10. Run this program. It should measure the distance travelled by the wheel in both directions. Determine how many counts correspond to one full wheel rotation. (Demo #4). In your lab report, calculate the distance travelled per count. The wheel diameter is 69mm.

(see attachment for more detail and for illustrations)

Lessons Learned

The true challenge in this course is making the difficulty of the projects “just right.” If the projects are too “cookbook” in that they follow fixed directions and have few or no opportunities for failure, then the students do not take them seriously enough and do not think hard enough about the problems to learn. Students often learn best from making mistakes, finding them, then fixing them. Moreover, there needs to be room for creative solutions in order for the class to be worth their effort. On the other hand, if the assignments are too difficult and high risk, the students often become frustrated and give up. They correctly determine that it is more productive to put their limited time into other courses.

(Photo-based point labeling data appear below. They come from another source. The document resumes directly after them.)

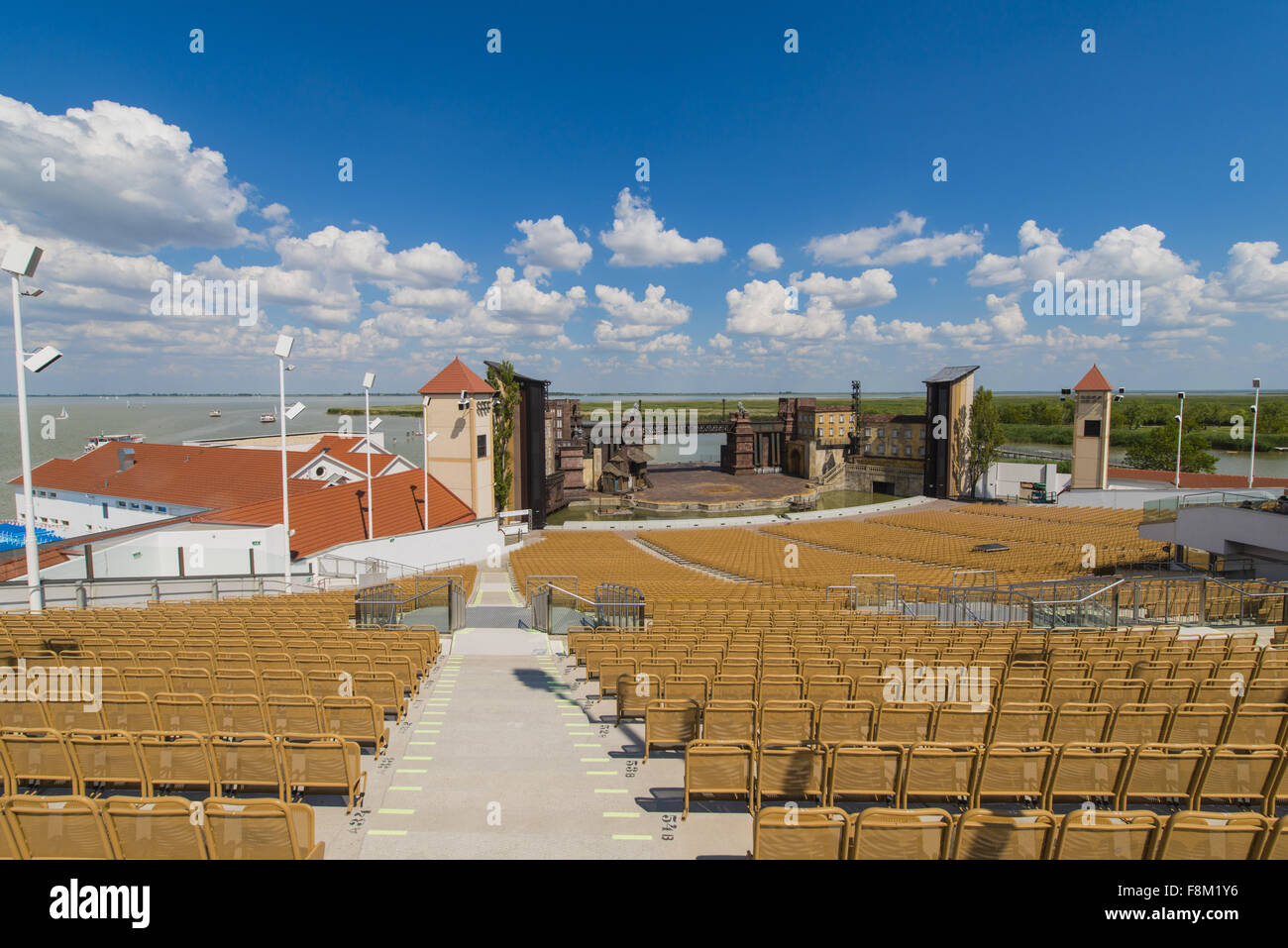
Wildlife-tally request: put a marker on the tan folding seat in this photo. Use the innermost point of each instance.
(237, 714)
(695, 687)
(1016, 772)
(38, 755)
(940, 772)
(1022, 723)
(181, 712)
(795, 771)
(294, 714)
(961, 723)
(730, 720)
(1077, 690)
(176, 762)
(261, 830)
(159, 827)
(610, 670)
(670, 723)
(987, 835)
(1257, 724)
(790, 832)
(282, 682)
(104, 758)
(1140, 724)
(787, 721)
(717, 768)
(323, 763)
(356, 719)
(1166, 772)
(885, 833)
(906, 721)
(58, 827)
(1190, 835)
(1198, 724)
(1094, 833)
(864, 771)
(1241, 773)
(248, 763)
(845, 720)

One technique that I have used to help with this is that as long as students continue to work on labs, there is no late penalty. The philosophy is that there is no giving up. You work on each project until you get it right.

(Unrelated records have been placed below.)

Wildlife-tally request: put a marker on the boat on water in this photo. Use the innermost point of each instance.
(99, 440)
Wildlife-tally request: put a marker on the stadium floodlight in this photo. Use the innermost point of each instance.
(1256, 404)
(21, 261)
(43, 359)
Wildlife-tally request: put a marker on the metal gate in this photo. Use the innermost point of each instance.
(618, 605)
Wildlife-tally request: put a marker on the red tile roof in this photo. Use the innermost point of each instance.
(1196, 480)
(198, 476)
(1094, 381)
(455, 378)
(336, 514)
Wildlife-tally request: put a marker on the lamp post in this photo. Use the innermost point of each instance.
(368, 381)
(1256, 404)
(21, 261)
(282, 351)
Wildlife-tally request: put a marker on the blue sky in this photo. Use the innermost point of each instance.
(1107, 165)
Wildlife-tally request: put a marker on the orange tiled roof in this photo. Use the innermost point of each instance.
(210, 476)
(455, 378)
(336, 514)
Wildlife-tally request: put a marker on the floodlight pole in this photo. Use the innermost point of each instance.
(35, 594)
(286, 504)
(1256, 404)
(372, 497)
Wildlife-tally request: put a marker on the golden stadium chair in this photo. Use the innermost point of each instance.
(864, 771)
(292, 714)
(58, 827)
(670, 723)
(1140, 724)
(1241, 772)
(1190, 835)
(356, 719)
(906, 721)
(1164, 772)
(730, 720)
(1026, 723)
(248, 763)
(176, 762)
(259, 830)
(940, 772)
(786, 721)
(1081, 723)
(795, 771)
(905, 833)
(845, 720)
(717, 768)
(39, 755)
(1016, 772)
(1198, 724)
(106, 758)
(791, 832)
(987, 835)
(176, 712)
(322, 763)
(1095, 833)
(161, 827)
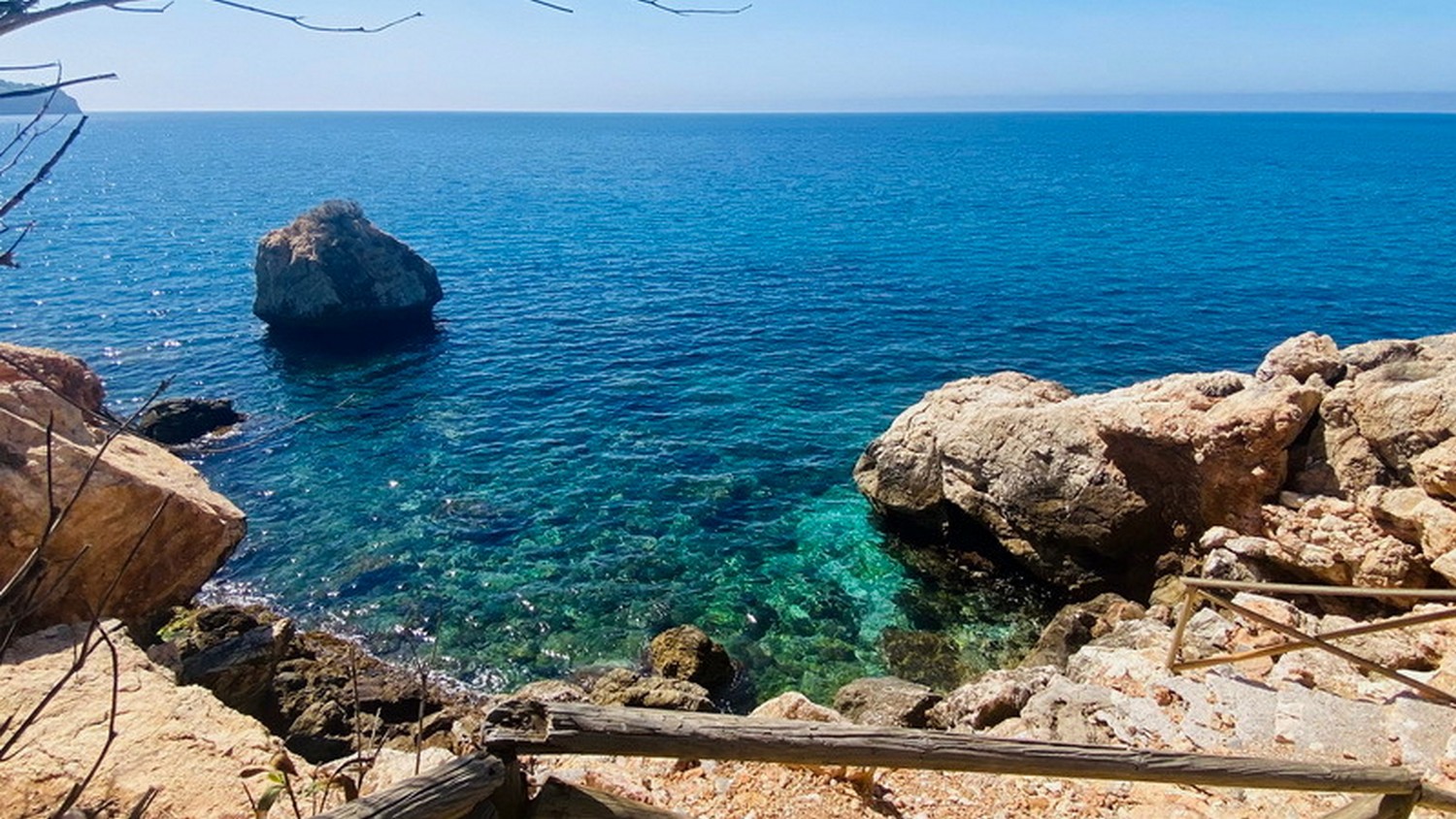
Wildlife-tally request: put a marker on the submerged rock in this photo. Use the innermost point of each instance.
(181, 420)
(108, 539)
(689, 653)
(332, 271)
(625, 687)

I also found that the students try to economize by having each student do what they already know rather than working together to learn from each other. I require a mandatory lab group meeting before each lab where the students review all the relevant documents and data sheets, discuss the procedure, and often prepare simple tools. There are a few simple pre-lab deliverables turned in the day before to show that they have done some preparation. This includes a “selfie of the week” which shows the students together at their physical preparation meeting with a prop assigned each week. This verifies that the meeting takes place. Once the students schedule and attend a meeting, they then generally make the effort to prepare for lab.